O tic-tac do relógio da vida é incessante. Do momento em que se nasce até o último suspiro, envelhecemos. Embora muitos relutem em aceitar o curso natural da trajetória humana, há aqueles que conduzem o passar dos anos com maestria. São pessoas que encaram o tempo como um aliado e chegam aos 70, 80, 90 anos cheios de vitalidade.
Não há dúvidas de que a evolução da medicina colaborou para prolongar a vida de homens e mulheres. Basta lembrar que o brasileiro vive, atualmente, cerca de 72,7 anos, enquanto, em 1960, a expectativa de vida no país era de 52,4 anos, segundo o Instituto Brasileiro de Geografia e Estatística (IBGE). Mas especialistas são unânimes em dizer que a longevidade é decorrência dos bons hábitos ao longo da história de cada um. Aqueles que fumam, são obesos, sedentários e não administram bem situações de estresse morrem pelo menos uma década antes do que os que têm uma rotina saudável.

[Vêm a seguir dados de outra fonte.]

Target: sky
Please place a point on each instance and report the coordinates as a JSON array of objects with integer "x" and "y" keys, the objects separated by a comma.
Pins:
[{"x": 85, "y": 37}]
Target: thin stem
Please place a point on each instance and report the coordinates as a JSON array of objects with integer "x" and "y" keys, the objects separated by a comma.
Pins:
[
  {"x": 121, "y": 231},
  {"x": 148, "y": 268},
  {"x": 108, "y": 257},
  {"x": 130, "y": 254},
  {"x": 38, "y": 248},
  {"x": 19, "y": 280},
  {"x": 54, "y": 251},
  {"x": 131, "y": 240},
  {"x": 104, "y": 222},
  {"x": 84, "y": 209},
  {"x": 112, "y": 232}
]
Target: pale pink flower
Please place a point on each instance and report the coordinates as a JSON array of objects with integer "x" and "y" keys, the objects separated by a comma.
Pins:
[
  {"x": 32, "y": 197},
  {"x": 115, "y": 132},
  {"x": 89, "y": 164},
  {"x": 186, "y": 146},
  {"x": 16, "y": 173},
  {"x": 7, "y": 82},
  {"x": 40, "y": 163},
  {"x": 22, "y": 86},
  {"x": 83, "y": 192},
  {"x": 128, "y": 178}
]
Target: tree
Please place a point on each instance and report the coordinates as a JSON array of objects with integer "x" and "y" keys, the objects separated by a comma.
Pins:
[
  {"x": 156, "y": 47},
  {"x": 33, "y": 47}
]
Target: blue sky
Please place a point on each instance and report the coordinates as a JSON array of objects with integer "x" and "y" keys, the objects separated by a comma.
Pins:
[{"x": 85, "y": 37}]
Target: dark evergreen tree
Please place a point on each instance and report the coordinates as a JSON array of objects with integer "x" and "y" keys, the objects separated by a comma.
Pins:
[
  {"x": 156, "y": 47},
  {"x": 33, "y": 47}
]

Prova disso é o aposentado Alenn Assis de Almeida. Aos 82 anos, ele esbanja entusiasmo e conta que o esporte sempre esteve em sua rotina. ;Eu tinha 9 anos quando comecei a jogar basquete. Na adolescência, fiz ginástica e natação. Morava no Rio de Janeiro e também nadava na praia. Mudei para Brasília em 1961, comecei a praticar judô e conheci ainda os benefícios do ioga. Nunca encarei o esporte como uma obrigação, ele é um prazer;, diz.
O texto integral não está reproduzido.